L'histoire de l'hôpital Saint-Yves remonte à 1358, date à laquelle le Chanoine Le Bouteiller[1] fonda la Maison-Dieu Saint-Yves, à Rennes, au bord de la Vilaine ; il n'en reste que la chapelle Saint-Yves. Ce fut l'hôpital Saint-Yves jusqu'en 1858 transféré alors à l'actuel Hôtel-Dieu[2].

L'ensemble représentait, en 1636, un quadrilatère complet d'environ 40 m de côté, 220 malades y trouvaient leur place. En 1644, tout n'allait pas pour le mieux à l'hôpital : il venait à peine de sortir de l'épidémie de la peste à Rennes qui sévit de 1553 à 1640 à l'état endémique. La discipline intérieure s'était relâchée. À l'arrivée des sœurs, les « Sieurs députez » de la ville de Rennes mirent leurs conditions et dans un accord signé les sœurs reconnaissaient que « toutes leurs fonctions étaient de soulager, servir et soigner les malades en qualité d'humbles servantes des membres de Notre Seigneur. »

Les sœurs augustines hospitalières

Avant la Révolution


Prise en charge de l'hôpital

En 1635, les Religieuses Chanoinesses Augustines de la Miséricorde de Jésus, dont la maison-mère était à Dieppe, avaient fait des offres à l'évêque et aux échevins pour venir s'installer à Rennes. Les pourparlers durèrent, elles prirent entre temps la direction des hôpitaux de Vannes et de Tréguier, et assurèrent finalement la gestion de l'Hôtel-Dieu Saint-Yves à partir du 27 juin 1644 avec quatre religieuses. La Maison-Dieu pouvait déjà contenir 220 malades. D'abord au nombre de 6, elles se logèrent provisoirement au couvent de la Visitation, avant d'acheter l'Hôtel de la Costardais, proche de l'Hôtel-Dieu, pour la somme de 34 000 livres. Aux termes d'un traité signé avec la ville, elles avaient la charge, sous l'autorité des prévôts, de la marche intérieure de la maison, avec autorité sur les servants et servantes. Ce fut à grand peine que les premières religieuses finirent par mettre un peu d'ordre dans l'hôpital dans une grande pauvreté : grâce aux aumônes elles purent acheter des lits et elles reçurent dons : couvertures, draps...

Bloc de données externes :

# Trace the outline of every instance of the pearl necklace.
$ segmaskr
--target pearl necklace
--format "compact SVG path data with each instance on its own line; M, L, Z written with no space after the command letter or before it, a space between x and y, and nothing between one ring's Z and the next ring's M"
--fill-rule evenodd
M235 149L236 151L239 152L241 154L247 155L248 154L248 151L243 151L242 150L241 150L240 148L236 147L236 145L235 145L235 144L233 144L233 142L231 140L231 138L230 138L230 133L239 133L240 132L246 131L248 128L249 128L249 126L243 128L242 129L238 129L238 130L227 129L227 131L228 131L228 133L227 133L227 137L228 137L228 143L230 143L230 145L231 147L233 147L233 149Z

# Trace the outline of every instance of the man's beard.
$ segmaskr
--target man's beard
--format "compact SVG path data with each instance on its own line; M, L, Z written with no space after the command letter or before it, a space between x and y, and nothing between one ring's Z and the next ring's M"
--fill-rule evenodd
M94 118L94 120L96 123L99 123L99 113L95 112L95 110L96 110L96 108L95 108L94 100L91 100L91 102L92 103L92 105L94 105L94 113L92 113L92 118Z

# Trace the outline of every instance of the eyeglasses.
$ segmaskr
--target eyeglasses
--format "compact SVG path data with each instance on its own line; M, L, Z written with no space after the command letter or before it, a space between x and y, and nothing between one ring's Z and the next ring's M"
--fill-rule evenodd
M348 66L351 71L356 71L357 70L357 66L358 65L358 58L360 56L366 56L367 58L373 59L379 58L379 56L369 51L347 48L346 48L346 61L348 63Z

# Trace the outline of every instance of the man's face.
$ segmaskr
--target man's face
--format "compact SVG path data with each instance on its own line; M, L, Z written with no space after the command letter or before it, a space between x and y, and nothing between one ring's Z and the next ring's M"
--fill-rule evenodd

Les quais en 1859, avec l'hôpital Saint-Yves à gauche. Vue stéréographique dans Narrative of a Walking Tour in Brittany Lovell Reeve
La chapelle Saint-Yves et, en arrière-plan, l'ancien hôpital vers 1845[3]
Entrée de l'hôpital Saint-Yves au 19e siècle[4]

'L'hôpital, étrange remède contre la mendicité'

L'emprise de l'hôpital Saint-Yves au milieu du 19e siècle (Arch. municipales de Rennes 2 Fi4438)

En 1679, voulant supprimer la mendicité, la Ville se référa à des lettres-patentes du roi qui autorisaient la création d'un hôpital général pour la réclusion des pauvres. En attendant la construction d'un édifice, l'hôpital de la Santé, l'hôpital Saint-Yves, et celui du Petit Saint-Méen en feraient office avec l'affectation des revenus nécessaires : droits perçus sur les officiers reçus au parlement et au présidial, taxes aux marchands pour les brevets d'apprentissage et même aux gens de métiers. Par ordonnance royale les testateurs durent faire un don à l'hôpital, dûment constaté par notaire. Seize directeurs furent nommés, avec pleine juridictions sur les pauvres, sauf en cas de crime, et l'évêque, le président du parlement et le procureur général firent de droit partie de l'administration. Les compagnons et les pauvres acquéraient le droit de maîtrise après six ans de service à l'hôpital. L'écusson des armes royales fut apposé à la porte principale de l'hôpital de la Santé.

Ces dispositions étaient bienvenues mais... pour atteindre plus sûrement le but de l'institution, la mendicité en ville fut carrément interdite, sous peine de prison à la première infraction, de fouet pour la deuxième, d'être rasé et mis au cachot pour la troisième; des archers portant la marque de l'hôpital furent mis à la disposition des directeurs qui eurent le droit d'installer des prisons dans leur hôpital. [5]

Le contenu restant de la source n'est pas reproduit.